Up in Smoke
AS MORGAN FREEMAN’S CHARACTER tells us in the film The Shawshank Redemption, “everybody’s innocent” in prison — either they didn’t do the crime, or, “Lawyer fucked me.” But Hebshie is not the only person convicted of arson in recent years who has proclaimed his innocence. Even as Hebshie’s case was winding its way through the courts, a death-row inmate in Texas named Cameron Todd Willingham continued to insist that he did not set the 1991 house fire that killed his three children. His lawyer submitted a petition questioning the evidence in January 2004, but that was too late to stay his execution, which occurred just a month later. Since Willingham was put to death, however, investigations — such as an award-winning New Yorker story — have all but declared him innocent, the victim of outdated fire-investigation techniques that relied on hunches and old wives’ tales more than science.
“We didn’t have very good techniques back then,” says John Lentini, who has investigated more than 2,000 fires and whose research largely inspired the case for Willingham’s exoneration. “There were all these rules of thumb you can find in the literature at the National Fire Academy that are just wrong.”
He reached that conclusion back in 1990, when prosecutors contacted him for help in a suspected arson in Jacksonville, Florida. At the time, Lentini still believed what most arson investigators did: that certain burn patterns could only come from an accelerant — meaning that if you encountered those patterns, you likely had an arson on your hands. To prove it, Lentini went to the extravagant length of attempting to re-create the Jacksonville fire without gasoline in a condemned house two doors down from the original. He expected the attempt to be futile, but the results shocked him. “Damned if the house didn’t burn exactly how the defendant said it burned,” he says. “That was my epiphany. As I looked at more and more cases, I saw there were pretty widespread incorrect determinations.” And it turned out that many other signs that supposedly signified accelerants used in arsons — charring between floorboards, melted bedsprings, a phenomenon known as “crazed glass” — were also red herrings. Even the “V” patterns investigators rely on to point to the source of a fire can be false alarms.
From the beginning, fire investigators were skeptical, even hostile, when it came to Lentini’s conclusions.

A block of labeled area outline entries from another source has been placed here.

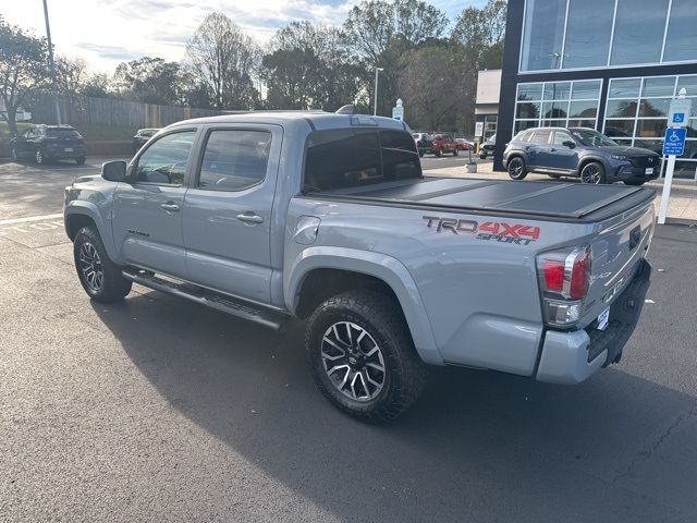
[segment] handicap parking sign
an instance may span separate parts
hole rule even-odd
[[[685,127],[668,127],[663,139],[663,154],[665,156],[682,156],[685,153]]]

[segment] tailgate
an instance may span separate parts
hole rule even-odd
[[[591,280],[582,327],[592,323],[627,287],[649,248],[653,223],[649,202],[598,224],[590,243]]]

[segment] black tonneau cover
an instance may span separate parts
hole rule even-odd
[[[621,185],[424,178],[313,193],[341,199],[438,207],[467,212],[515,214],[562,221],[598,221],[655,196],[655,191]]]

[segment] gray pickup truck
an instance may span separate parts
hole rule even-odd
[[[311,374],[384,421],[428,365],[577,384],[616,363],[649,285],[653,191],[424,177],[395,120],[189,120],[65,188],[94,300],[132,283],[281,329]]]

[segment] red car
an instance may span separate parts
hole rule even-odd
[[[450,134],[435,134],[431,136],[430,153],[433,153],[436,156],[443,156],[449,153],[457,156],[460,150],[462,150],[460,145]]]
[[[455,144],[457,144],[457,149],[460,150],[472,149],[472,144],[469,144],[465,138],[455,138]]]

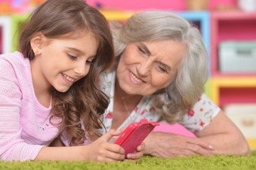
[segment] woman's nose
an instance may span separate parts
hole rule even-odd
[[[140,76],[147,76],[152,68],[152,62],[150,59],[145,60],[137,67],[137,72]]]

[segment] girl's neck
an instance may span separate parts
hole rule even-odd
[[[33,86],[36,98],[44,107],[49,108],[51,98],[51,86],[49,86],[40,72],[36,58],[30,61]]]

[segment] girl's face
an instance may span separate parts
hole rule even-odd
[[[167,87],[177,74],[186,45],[170,40],[128,44],[116,76],[127,94],[146,96]]]
[[[33,42],[38,48],[32,47],[39,55],[30,63],[33,83],[39,88],[53,86],[65,92],[88,74],[99,45],[91,32],[76,31],[57,38],[38,36]]]

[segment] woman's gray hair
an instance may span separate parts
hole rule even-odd
[[[125,23],[111,21],[110,26],[118,57],[130,42],[169,39],[187,45],[185,56],[170,84],[152,96],[164,119],[177,123],[201,97],[208,79],[208,53],[198,28],[179,15],[164,11],[140,12]]]

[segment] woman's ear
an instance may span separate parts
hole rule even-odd
[[[42,52],[42,45],[43,35],[42,33],[37,33],[30,40],[30,45],[33,51],[34,52],[35,56],[40,55]]]

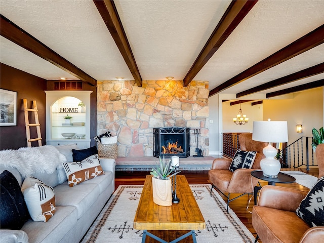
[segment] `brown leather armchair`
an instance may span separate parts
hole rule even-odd
[[[324,176],[324,144],[316,147],[318,177]],[[307,192],[287,187],[265,186],[253,207],[252,225],[263,243],[324,242],[324,227],[310,227],[296,210]]]
[[[252,169],[238,169],[232,172],[229,170],[232,159],[228,158],[215,158],[213,161],[211,169],[208,172],[209,180],[223,195],[227,197],[227,212],[228,205],[233,200],[253,192],[254,187],[258,179],[251,176],[251,172],[260,170],[260,161],[265,156],[262,152],[263,148],[267,143],[252,140],[252,133],[242,133],[238,136],[240,149],[244,151],[256,151],[257,155],[252,166]],[[227,193],[226,195],[225,193]],[[240,193],[240,195],[230,200],[231,193]]]

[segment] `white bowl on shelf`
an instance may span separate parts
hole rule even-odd
[[[75,135],[75,134],[73,133],[65,133],[61,134],[65,138],[72,138]]]

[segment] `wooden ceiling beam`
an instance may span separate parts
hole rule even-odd
[[[275,96],[278,96],[279,95],[286,95],[287,94],[290,94],[291,93],[302,91],[303,90],[314,89],[314,88],[320,87],[322,86],[324,86],[324,79],[309,83],[304,85],[299,85],[298,86],[295,86],[295,87],[275,91],[274,92],[268,93],[266,94],[266,97],[271,98]]]
[[[125,60],[135,82],[138,86],[142,87],[142,77],[113,1],[93,0],[93,2]]]
[[[251,105],[253,106],[254,105],[259,105],[260,104],[263,104],[263,101],[259,100],[259,101],[256,101],[255,102],[251,103]]]
[[[237,104],[241,104],[242,103],[251,102],[254,101],[255,100],[240,100],[236,101],[233,101],[229,103],[230,105],[237,105]]]
[[[187,86],[257,3],[257,1],[232,1],[204,48],[183,78]]]
[[[79,78],[82,81],[93,86],[96,86],[97,80],[93,77],[60,56],[5,16],[0,15],[1,17],[0,34],[2,36]]]
[[[319,74],[324,72],[324,63],[313,66],[301,71],[296,72],[284,77],[280,77],[276,79],[270,81],[263,85],[259,85],[256,87],[253,88],[249,90],[242,91],[236,94],[236,98],[238,98],[245,95],[250,95],[257,93],[262,90],[267,90],[271,88],[279,86],[286,84],[297,81],[306,77],[310,77],[314,75]]]
[[[212,96],[324,43],[324,25],[291,43],[210,92]]]

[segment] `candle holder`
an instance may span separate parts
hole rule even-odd
[[[179,166],[174,167],[175,172],[177,172],[177,168],[179,168]],[[173,178],[172,178],[172,184],[173,184]],[[172,198],[172,202],[174,204],[178,204],[180,201],[180,199],[177,196],[177,175],[174,175],[174,191],[173,191],[173,187],[172,190],[172,193],[173,194],[173,197]]]

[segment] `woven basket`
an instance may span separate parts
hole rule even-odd
[[[98,144],[99,158],[117,158],[117,144]]]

Minds didn’t really change until tests conducted by ATF agents between 2005 and 2007 showed that when relying on burn patterns alone, trained investigators were no better at determining the origins of fires than if they had simply guessed. In the past five years, more than a dozen arson convictions have been overturned based on post-trial reviews of evidence — a fraction of the hundreds of people Lentini believes are still wrongly imprisoned. So when a lawyer working on Hebshie’s appeal sent Lentini the trial transcript in 2007, he was happy to review it. Very quickly, he found serious flaws in the prosecution’s case.